A few months ago I walked into a class I have been teaching for 10 years and everyone was in a tizzy. This is not the usual energy I’m used to getting absorbed in. Before I was able to ask what was wrong, a member asked me if I was aware of the stereo situation. As the word “no” was exiting my mouth, the member hit me with the bad news, “I took class earlier this week and the stereo sounded awful. The GM told us that instructors were playing the music too loud, causing OSHA to audit the facility and force limits on music volume.” Now, I had heard members complain before that the stereo was broken because it sounded bad in their other classes. Every time this was rumored in the past, it was due to incorrect settings. Since I have experience with audio engineering, I have always been able to reset the sound system and all was good. So I assumed this was the case and wasn’t alarmed (thinking pridefully that I could fix it and be the stereo hero yet again).

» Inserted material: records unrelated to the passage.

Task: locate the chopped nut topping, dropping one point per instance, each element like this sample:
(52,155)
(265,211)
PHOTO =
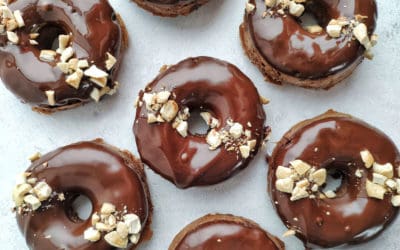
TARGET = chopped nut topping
(367,158)
(375,190)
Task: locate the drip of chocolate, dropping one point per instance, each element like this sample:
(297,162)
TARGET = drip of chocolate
(95,170)
(95,31)
(285,44)
(201,84)
(334,141)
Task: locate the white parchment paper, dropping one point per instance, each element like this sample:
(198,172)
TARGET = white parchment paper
(371,93)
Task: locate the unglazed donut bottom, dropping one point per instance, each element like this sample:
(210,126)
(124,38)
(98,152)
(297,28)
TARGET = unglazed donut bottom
(170,8)
(334,141)
(207,85)
(224,232)
(286,53)
(94,29)
(96,170)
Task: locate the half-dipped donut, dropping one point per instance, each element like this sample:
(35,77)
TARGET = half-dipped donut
(61,54)
(224,232)
(226,99)
(113,180)
(170,8)
(337,145)
(314,56)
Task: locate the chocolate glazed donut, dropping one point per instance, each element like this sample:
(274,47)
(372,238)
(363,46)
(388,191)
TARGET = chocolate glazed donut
(334,141)
(225,232)
(170,8)
(287,53)
(207,85)
(95,30)
(96,170)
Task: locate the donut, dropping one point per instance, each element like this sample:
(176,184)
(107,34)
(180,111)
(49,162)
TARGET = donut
(335,146)
(220,232)
(229,104)
(57,55)
(170,8)
(113,180)
(288,49)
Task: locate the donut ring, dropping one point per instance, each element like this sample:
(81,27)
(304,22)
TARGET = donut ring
(207,85)
(219,232)
(47,74)
(334,141)
(170,8)
(94,169)
(285,52)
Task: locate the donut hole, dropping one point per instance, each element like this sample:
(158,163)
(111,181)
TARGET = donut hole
(80,208)
(48,38)
(197,125)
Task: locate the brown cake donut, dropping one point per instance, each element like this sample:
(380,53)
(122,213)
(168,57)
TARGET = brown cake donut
(315,56)
(228,102)
(113,180)
(224,232)
(57,55)
(340,146)
(170,8)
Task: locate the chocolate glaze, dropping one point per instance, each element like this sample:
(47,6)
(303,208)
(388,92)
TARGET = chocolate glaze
(95,30)
(94,169)
(202,84)
(226,233)
(283,42)
(354,217)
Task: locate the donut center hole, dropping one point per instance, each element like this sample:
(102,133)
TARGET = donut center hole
(48,37)
(334,180)
(81,208)
(197,125)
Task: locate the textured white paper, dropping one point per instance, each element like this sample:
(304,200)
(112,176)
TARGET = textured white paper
(371,93)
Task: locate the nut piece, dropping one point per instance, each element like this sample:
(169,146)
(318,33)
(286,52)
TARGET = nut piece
(42,191)
(319,176)
(91,234)
(282,172)
(367,158)
(375,190)
(396,200)
(334,30)
(107,208)
(115,240)
(379,179)
(214,139)
(386,169)
(300,166)
(32,201)
(169,110)
(285,185)
(47,55)
(133,223)
(296,9)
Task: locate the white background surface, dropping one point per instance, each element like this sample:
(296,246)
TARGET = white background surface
(371,93)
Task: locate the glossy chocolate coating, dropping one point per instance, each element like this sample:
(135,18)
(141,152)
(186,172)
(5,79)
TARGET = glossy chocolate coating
(202,84)
(282,41)
(95,31)
(95,170)
(352,216)
(225,232)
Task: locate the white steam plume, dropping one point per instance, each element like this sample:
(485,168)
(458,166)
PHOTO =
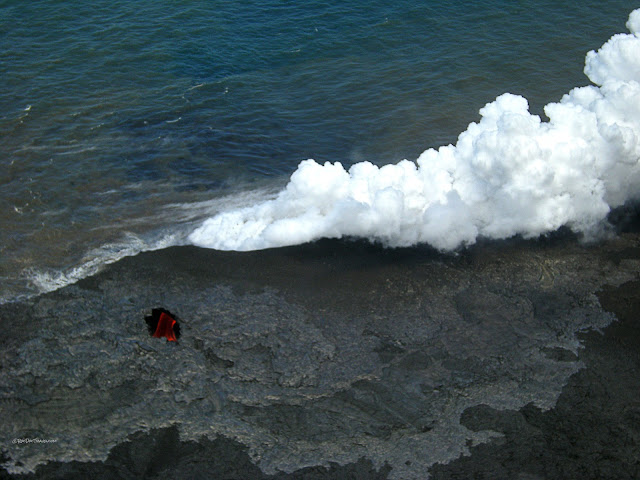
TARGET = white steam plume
(509,174)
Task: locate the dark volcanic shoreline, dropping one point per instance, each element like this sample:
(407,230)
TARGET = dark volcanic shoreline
(364,362)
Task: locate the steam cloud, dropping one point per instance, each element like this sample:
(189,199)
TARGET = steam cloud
(508,174)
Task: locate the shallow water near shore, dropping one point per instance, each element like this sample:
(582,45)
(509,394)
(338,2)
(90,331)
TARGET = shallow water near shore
(124,127)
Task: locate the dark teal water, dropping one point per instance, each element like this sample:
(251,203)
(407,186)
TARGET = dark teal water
(124,124)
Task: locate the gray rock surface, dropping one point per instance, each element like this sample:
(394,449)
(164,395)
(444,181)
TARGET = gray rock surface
(329,354)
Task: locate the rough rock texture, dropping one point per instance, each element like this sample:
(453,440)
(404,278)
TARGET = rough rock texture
(593,432)
(341,356)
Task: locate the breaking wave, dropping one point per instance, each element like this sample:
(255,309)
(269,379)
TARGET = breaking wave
(510,173)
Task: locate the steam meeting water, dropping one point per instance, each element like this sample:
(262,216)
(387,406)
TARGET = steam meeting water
(124,125)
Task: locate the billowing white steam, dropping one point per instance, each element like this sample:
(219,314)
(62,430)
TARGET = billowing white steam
(509,174)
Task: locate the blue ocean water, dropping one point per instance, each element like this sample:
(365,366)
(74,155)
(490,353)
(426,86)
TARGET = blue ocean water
(124,124)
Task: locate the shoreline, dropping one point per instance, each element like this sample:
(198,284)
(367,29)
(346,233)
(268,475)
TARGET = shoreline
(387,363)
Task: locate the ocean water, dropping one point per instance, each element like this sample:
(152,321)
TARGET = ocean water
(126,125)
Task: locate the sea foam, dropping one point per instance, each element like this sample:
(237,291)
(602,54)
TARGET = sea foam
(510,173)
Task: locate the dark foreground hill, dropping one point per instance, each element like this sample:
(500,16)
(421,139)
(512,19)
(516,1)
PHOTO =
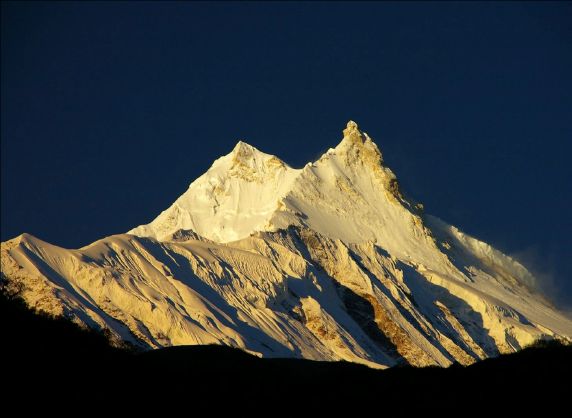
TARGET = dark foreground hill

My riders were right. The stereo sounded absolutely awful. Apparently the club had installed a limiter, which reduces the volume to a certain level (decibel or dB). When I tried to turn up the volume, the music would distort. When I kept it below the setting of the limiter, the stereo sounded like a transistor radio. I was not going to be the hero that day. Since class was about to begin, I had no choice but to teach under the present conditions. After class, my voice was almost gone. Not only did the limiter effect the music volume, but the microphone as well. Even though it was not necessary for me to project over the low-volume music, I found that I had been pushing my voice to compensate for the lack of energy and intensity in the room. After class I spoke to the GM, who immediately pissed me off. He greeted me first, and before I was able to say anything, asked in a chipper voice, “So, how did the stereo sound?” I could have sworn he was trying to edge me on, but I refrained from saying what I really wanted to say and said, “It sucks.” He then told me he would take me into the studio and show me how to use the stereo. Are you ______ kidding me?! Who do you think has fixed the stereo AND rewired the components numerous times over the last 10 years!? He said it was set to the OSHA standard of 90 dB and that he tested it and it was plenty loud. I asked him if he tested the stereo with the room empty OR when it was full of riders, turning the pedals with the fans on. I got a dead stare. That is what I thought. He quickly changed the subject (sort of) and told me that instructors were blasting the music and there were numerous complaints. Now this is true. The riders in my class told me about some of the other instructors who would turn up the stereo so loud that they needed ear plugs and that the music and instructor could be heard outside in the parking lot (which is 200+ feet away through multiple walls). I then asked GM why he chose to “fix” the stereo instead of deal directly with the instructors in question. Again a dead stare.
This went on for a solid month. Members were complaining and providing written feedback to the club. The club ignored the members and even went as far as to tell me no complaints had been received so they assumed everything was good. I really hate BS, particularly when it is put in my face. I physically watched members at the front desk line up to fill out comment cards after every one of my classes. As the weeks went on, I was losing interest in teaching at the club because it was far from motivating. The class was losing riders because it was far from motivating. I kept encouraging the riders (who were left) to continue to talk to management and fill out comment cards. I told them I would also continue to go to bat for our class to convince the powers that be to see the light.
I finally walked in one morning prepared to tell my riders that I would be dropping the class and moving to a different club within the company (this is a big box chain). That very morning, I was told that they replaced the broken stereo with a new one. I was somewhat excited but assumed it also had a limiter installed. When I got to the room, the stereo was the same (it had not been replaced), but apparently the limiter was removed and all was back to normal. What an ordeal. What a bunch of lies.
So here is the question: How have you handled issues concerning club management or studio owners when both the members are pissed (and leaving) and you are pissed and want to jump to their (and your) defense? Even though I never threw another instructor under the bus, I was forced to confront management. I found it difficult being a peacekeeper for the club when I was being fed lip service, poor excuses, and even worse solutions. Have you experienced similar issues? How did you resolve it? Do you have suggestions for other frustrated instructors?